Now let's go a little deeper into the issues causing the delays. Initially NVIDIA ran into a can of worms with the A1 revision of GF100 (Fermi), yields have had to be incredible horrible as they very quickly shifted to revision (build) A2 of the ASIC. After revision A2 was out some time passed and TSMC reported that the majority of their 40nm issues had been solved. Good proof of that is that ATI is pushing out many DX11 class product in much diversity and reasonable volume. That means the wafer yields, though likely not very good, where okay enough. So there's something else going on as well next to yield issues. Either a bug slipped in or the thermal package is causing issues resulting in lower than anticipated clock frequencies and perhaps heat related issues.
Last week NVIDIA's board partners finally got samples of Fermi based products. This means a finalized package - with perhaps some clock changes at best. Most of the partners received a GeForce GTX 470. Now here's the difference with the aforementioned website, we know the majority specs and some performance results, however I'm not about to share them, I mean come on ... give NVIDIA some credit here.
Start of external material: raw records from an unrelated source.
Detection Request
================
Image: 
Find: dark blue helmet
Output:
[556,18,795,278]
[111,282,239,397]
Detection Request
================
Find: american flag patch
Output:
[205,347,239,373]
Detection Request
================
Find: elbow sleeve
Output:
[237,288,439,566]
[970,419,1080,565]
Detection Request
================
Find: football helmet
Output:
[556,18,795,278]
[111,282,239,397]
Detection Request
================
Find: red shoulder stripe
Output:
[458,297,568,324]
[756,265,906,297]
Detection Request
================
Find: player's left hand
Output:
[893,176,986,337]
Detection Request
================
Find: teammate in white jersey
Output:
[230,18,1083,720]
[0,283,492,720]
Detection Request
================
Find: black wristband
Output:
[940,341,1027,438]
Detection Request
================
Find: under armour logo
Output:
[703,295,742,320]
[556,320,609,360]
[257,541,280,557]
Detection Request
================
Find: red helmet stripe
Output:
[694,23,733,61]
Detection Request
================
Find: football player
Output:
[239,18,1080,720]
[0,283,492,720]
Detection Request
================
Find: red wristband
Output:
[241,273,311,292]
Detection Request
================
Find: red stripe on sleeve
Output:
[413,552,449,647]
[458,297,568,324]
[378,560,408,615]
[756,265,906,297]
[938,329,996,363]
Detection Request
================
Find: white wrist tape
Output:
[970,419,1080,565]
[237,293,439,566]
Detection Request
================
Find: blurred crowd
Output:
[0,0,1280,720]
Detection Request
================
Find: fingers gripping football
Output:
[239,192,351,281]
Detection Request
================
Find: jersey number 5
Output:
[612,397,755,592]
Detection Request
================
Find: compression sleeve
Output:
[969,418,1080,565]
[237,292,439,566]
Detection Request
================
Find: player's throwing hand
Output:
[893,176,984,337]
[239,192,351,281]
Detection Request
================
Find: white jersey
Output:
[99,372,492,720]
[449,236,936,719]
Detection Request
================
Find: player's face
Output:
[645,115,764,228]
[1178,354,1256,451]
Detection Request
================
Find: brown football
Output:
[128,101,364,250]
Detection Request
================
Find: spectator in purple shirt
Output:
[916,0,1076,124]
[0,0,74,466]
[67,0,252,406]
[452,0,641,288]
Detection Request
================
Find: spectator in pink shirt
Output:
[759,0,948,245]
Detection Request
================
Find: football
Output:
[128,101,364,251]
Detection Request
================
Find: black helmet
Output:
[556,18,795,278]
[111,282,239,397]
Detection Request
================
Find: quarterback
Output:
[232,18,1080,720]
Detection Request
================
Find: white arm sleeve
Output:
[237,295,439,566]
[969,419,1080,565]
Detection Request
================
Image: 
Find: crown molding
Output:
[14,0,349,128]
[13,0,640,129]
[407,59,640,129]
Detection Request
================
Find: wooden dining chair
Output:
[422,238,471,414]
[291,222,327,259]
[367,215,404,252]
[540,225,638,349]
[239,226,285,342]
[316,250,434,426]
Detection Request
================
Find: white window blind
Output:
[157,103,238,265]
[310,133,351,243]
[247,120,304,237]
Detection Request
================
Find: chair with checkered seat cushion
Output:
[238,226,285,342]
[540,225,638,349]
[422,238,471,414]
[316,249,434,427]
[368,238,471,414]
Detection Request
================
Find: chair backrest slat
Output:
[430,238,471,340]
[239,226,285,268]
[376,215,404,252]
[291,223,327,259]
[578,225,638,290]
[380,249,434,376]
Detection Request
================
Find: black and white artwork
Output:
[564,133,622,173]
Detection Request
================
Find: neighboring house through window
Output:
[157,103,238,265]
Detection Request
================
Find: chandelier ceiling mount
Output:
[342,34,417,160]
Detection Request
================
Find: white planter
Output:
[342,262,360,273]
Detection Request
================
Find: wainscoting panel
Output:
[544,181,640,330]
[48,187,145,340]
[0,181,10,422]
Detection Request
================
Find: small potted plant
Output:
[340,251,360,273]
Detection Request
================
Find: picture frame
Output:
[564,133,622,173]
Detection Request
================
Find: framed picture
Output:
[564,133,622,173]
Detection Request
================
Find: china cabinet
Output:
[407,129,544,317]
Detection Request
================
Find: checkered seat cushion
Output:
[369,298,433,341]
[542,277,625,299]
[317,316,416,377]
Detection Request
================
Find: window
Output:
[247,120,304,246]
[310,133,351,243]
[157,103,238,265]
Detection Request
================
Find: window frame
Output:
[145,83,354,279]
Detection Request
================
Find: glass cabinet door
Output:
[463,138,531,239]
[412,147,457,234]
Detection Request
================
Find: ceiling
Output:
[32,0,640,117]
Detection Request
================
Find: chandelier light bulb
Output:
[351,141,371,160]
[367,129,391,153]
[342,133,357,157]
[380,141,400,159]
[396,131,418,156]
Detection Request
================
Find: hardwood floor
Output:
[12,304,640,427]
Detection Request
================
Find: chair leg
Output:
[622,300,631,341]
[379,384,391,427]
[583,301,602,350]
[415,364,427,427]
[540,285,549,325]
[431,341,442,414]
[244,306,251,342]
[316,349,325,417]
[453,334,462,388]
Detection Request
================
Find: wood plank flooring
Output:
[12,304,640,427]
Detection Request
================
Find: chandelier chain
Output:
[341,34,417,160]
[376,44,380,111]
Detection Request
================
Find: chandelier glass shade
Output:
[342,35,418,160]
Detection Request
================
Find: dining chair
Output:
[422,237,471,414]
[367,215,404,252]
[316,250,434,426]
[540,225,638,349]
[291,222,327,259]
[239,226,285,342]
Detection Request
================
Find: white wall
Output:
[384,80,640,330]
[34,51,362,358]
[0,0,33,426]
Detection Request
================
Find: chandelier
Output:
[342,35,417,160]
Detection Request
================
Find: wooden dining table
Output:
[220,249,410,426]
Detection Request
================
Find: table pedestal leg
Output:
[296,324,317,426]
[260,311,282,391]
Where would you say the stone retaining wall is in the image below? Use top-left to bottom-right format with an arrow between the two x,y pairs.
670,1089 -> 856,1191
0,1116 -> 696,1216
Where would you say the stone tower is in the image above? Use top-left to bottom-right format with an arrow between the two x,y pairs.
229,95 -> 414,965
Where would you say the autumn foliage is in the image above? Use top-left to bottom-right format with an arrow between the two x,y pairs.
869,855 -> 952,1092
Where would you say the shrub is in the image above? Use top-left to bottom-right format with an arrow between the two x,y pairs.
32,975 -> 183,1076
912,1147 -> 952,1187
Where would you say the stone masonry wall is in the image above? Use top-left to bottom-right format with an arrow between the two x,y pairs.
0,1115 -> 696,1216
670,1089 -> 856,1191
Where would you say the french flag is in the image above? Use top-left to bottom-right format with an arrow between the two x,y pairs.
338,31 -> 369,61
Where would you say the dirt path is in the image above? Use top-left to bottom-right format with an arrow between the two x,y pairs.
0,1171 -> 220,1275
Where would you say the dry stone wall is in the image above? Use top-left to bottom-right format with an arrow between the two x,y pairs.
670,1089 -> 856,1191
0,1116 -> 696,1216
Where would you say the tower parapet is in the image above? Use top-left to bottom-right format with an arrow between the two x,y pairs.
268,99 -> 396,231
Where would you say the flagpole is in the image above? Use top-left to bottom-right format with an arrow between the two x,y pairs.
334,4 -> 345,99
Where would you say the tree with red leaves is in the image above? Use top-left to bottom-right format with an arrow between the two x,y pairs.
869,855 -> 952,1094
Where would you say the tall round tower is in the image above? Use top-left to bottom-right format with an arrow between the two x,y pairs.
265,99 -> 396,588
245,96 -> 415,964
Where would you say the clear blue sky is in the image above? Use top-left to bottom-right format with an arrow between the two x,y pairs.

What I will tell you is that the clock frequencies on these boards surprised me, the GeForce 470 seems to be clocked at roughly 650 MHz, that's lower than I expected. And that indeed will have an effect on performance. I think it's safe to that the GeForce 470 and 480 will be worthy competitors towards the Radeon HD 5850 and 5870. Will it be a knock-out ? I doubt it very much. But is it important for NVIDIA to deliver a knockout to the competition ? Well they would hope so, but no .. not really, as the current performance levels that ATI for example offers simply are superb already. Being six months late to the market does pose an issue, ATI will already be respinning and binning their upcoming products, clocked higher and they could match NVIDIA in either price or performance.
Whether or not how much faster or slower Fermi / GT100 will be will remain trivial, but it will al depend on pricing. If Fermi is slightly slower, then the prices will be adjusted accordingly. So in the end it will everything will make sense again.
Back to reality. We found out (and verified), surprisingly enough, that the GPU is already at revision A3, that's the third revision of the GPU, the GF100 already has had three builds. So yes, something was wrong, very wrong alongside the initial yield issues. But we know that the products right now are in volume production, will it be many weeks before we see good availability ? Sure it will. Maybe April, or indeed May is where things will start to make a difference. Performance will be very good, however with the clocks I have seen (and only if they are final) I do believe they will not be brilliant though. NVIDIA has many trump cards though, they have an outstanding driver team which will drive performance upwards fast and soon.
And that's where I like to end this little opinionated article. NVIDIA's Fermi is not a what I read somewhere "a sinking ship" or to quote "Hot, buggy and far too slow". I have no doubt it will be a good product series, but I'll agree on this, NVIDIA likely would have wanted to squeeze some more performance out of it as it was likely the most difficult product they have ever gotten to market, it has been fighting them all the way.
In the end as stated we are not sharing juicy details or the performance numbers we have seen. As always, in order to remain objective you judge a product once you actually have had it in your hands to test it. Which is what we intend to do.
In the end I'm not concerned about NVIDIA, but the AIB and AIC partners heavily rely on these new products in already harsh times. And for them this all is and was worrisome. So with that I'd like to close, patience, my friend, is a virtue ... we should all have a little more and base our real opinions on the final product, and not blindly absorb rumors on the web. We do expect a final release late March. But that as well remains a rumor, of course.